Zeka diye bir şey yoktur. Her ne kadar bir makine kodlayıcısı kadar zeki dense de, insan da yaşadıkları (yani hayat tarafından kodlandığı kadar zekidir, en kotu karar bile kararsızlıktan iyidir derken bile kodlanmış insan zihni karar vermeye itelenir.) kadar zekidir. Sonuç olarak zeka söylemi insanoğlunun anlayamadığı evrende, anladığı bir şey olarak kabul ettiği bir oluşumdur. iç güdü ve zeka ayrımına bakınız.
Akıl ile karıstırılır.
herkesin kendinde olmasını istediği fakat tek başına pek bir işe yaramayan zerzevat. mutlu değilsen zeki olmanın da anlamı kalmıyor be güzelim.
Zeka işlenmemiş bir cevher gibidir, işlenmedikten sonra da bir işe yaramayacaktır. Zeka, girişkenlik ve merak gibi olgularla desteklenirse ancak optimum seviyede verimli olur.
istisnasız her ak partilinin sahip olduğu nitelik.

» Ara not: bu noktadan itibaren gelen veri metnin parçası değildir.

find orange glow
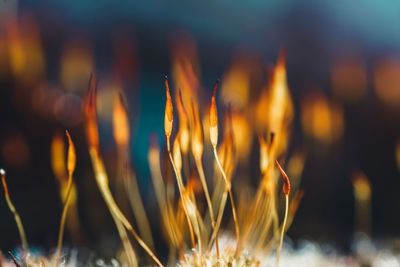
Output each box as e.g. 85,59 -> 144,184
51,134 -> 66,182
113,94 -> 130,147
301,93 -> 344,143
351,171 -> 371,200
209,81 -> 219,146
258,135 -> 268,173
164,77 -> 173,138
176,90 -> 190,155
191,102 -> 203,160
60,40 -> 94,92
275,160 -> 290,195
172,136 -> 182,173
65,131 -> 76,175
85,74 -> 99,148
374,57 -> 400,106
331,56 -> 367,101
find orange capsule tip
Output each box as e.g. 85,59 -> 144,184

(bkz: garip bir şekilde tüm akp lilerin zeki olması)
zeka her ne kadar testler ile olculebiliyorsada albert einstein in zeka seviyesini olcebilecek kadar kapasiteye sahip bir zeka testi gelistirilememistir.
Zeka bence tanimi olmayan ve ölçülemeyen bir kavramdir.

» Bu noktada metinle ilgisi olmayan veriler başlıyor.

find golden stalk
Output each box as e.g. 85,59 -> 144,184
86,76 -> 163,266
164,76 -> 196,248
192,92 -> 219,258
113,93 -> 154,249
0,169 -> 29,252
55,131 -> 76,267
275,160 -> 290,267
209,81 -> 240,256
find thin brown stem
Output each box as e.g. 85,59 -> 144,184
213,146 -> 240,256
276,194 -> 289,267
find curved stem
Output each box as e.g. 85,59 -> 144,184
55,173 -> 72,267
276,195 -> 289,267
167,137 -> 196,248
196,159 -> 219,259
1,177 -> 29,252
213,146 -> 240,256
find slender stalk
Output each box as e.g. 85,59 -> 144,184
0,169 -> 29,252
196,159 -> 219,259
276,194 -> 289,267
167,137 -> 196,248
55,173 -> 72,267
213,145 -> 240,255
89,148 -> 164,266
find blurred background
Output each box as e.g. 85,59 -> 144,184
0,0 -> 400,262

Bugün bir haber gördüm, 3 yaşındaki minik efe kendi kendine okumayi öğrenmiş ingilizce konusabiliyormuş. Şimdi bu çocuk çok zeki veya gerizekalı diyebilir miyiz? Ben 5 yaşımda iken 3. Dereceden bilinmeyenli denklem ve bilumum bütün cebir problemlerini cozuyordum. Babam mi ogretmisti, hayir. Babam 4 yasimdayken sadece okumayi ogretmisti. Çünkü küçük çocuklar boş cd gibidir. Neyi yüklersen onu kaydeder. Neyse, gelelim minik efe'ye. Yasitlari oyun oynarken efe ingilizce konusabiliyormuş. Ne kadar önemli değil mi? Arkadaşlari kitap okurken, işe giderken, kiz arkadaşlarıyla gezerken efe muhtemelen parka gidiyor olacak. Tek farkla; minik efe olarak değil de koca efe olarak. Einstein in 9 yaşına kadar okumayi çözemedigi ve okuldan atıldığı düşünülürse, zekanin tanimini yapmak için hangi verileri baz alacagimiz çıkmaz bir sokaktir.

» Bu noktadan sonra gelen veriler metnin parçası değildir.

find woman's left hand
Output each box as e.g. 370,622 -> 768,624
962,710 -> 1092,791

Bence zeka, doğru zamanda doğru işleri yapmaktir. Kime göre doğru diyeceksin, kendine özgü doğrular. Gerçek tek olsa da doğru tek değildir.

Dünyadaki tüm nesne ve oznelerin tek görevi vardir; "kendini bilmek". Yani hayvan hayvanligini yapacak, insan insanlığıni yapacak. Minik efe 3 yaşında ve çocukluğunu yaşamıyor. O halde doğru zamanda doğru işi yapmiyor. Şu an yasayamadigi şeylerin ileride acisi cikacak. Minik efe'nin dertli yaşamı başlıyor.

Git parka efe. Oyunu oyna. Öğrenmen gerekenleri zamani gelince öğrenirsin zaten. Zavalli efe.
insanın(-ların.) kavrama yeteneği anlamına gelen sözcük.
bunun gerisine sahip olanlar da vardır. aman dikkat.
öğrenmeden bilebilmektir.
labarpadmphbhdmwpmx da yaptığım deneylerin sonuna gelmiş bulunmaktayım.
deneyler sonucu "zeki insanların farkındalıkları yüksek olduğu için fazla mutlu olamazlar, onların mutlu olması için etrafında ki problemlerin tamamı yok olmalıdır, ki salaklar da bu durum terstir, işte o yûzddn hep gülerler"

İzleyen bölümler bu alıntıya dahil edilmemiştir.